Over kruimels, mussen en mieren
Als het koud is, blijven ze ondergronds, maar zodra het zonnig en warm wordt, verschijnen de mieren. Ik ben ze dit jaar nog niet in huis tegengekomen, maar op het terras sjouwen ze overal rond. Binnen enkele dagen hebben ze zandhopen tussen de tegels door gesjord. Er zitten gaatjes in waardoor ze in- en uitdribbelen.
Op websites van vogelbeschermingsorganisaties staat te lezen dat mussen achteruitgaan en dat één van de oorzaken daarvan is, dat we onze tafellakens niet meer uitkloppen. Door zulke oorzaken aan te wijzen, krijgen mensen een mogelijkheid aangeprezen om goede werken te verrichten en wordt meteen de soms wat heetgebakerde landbouwsector ontzien.
Het niet langer uitkloppen van tafellakens is echter niet de oorzaak van de teloorgang van de huismus. Ik heb geen tafellaken maar strooi als vogelvriend mijn broodkruimels altijd braaf in de tuin, soms zelfs belegd met kaaskorstjes, stukjes ei, rozijnen en fruit. In een omgeving van ontkruimelde tegeltuinen zou je op mijn terrasbuffet de mussen in drommen verwachten. Maar nee. Er komen wel vogels op af: mezen, roodborstjes, merels, eksters, maar nooit mussen, hoewel ik een uitdijende huismussenfamilie huisvest en soms ook ringmussen op bezoek krijg.

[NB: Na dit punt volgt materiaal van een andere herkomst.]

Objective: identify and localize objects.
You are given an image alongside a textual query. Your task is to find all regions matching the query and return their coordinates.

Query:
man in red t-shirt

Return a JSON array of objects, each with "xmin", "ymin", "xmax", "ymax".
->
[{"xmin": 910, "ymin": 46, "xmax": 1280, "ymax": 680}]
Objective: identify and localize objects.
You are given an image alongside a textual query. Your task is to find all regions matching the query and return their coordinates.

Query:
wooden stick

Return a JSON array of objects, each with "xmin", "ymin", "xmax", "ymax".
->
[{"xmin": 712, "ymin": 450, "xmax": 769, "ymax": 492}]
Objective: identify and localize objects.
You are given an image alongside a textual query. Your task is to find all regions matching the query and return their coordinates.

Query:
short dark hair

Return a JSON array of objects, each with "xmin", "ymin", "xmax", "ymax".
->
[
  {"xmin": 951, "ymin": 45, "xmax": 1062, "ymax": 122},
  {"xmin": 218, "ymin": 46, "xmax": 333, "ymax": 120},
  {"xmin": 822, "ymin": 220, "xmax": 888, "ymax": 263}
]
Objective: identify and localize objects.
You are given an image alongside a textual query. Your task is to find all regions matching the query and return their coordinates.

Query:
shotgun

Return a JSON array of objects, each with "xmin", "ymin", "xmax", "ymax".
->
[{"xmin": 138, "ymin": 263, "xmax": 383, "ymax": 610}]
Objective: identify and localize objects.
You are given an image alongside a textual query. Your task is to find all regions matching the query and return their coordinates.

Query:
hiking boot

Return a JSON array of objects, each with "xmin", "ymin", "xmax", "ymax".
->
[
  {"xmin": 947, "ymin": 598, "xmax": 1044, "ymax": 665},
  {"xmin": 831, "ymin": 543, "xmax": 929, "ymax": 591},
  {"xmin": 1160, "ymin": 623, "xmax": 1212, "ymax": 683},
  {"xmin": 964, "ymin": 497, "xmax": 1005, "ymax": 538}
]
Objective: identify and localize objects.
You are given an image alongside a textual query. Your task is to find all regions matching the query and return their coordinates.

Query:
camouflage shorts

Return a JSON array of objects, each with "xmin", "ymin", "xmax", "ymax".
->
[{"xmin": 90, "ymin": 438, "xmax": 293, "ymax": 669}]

Met mijn kruimels voer ik vooral de mieren. Zwarte wegmieren zijn het, de algemeenste mieren des lands. Ik zie ze met kruimels marcheren en met dode insecten. Als kind lichtte ik wel eens een tegel op, om te kijken hoe de mieren hun ongeboren familieleden ijlings naar diepere gronden droegen.
Maar nu ben ik groot en maak ik me zorgen over de tegels die misschien zullen verzakken. Mijn zoon niet, die legt een platte oester op een mierenhol en kijkt hoe ze een nieuwe uitgang graven.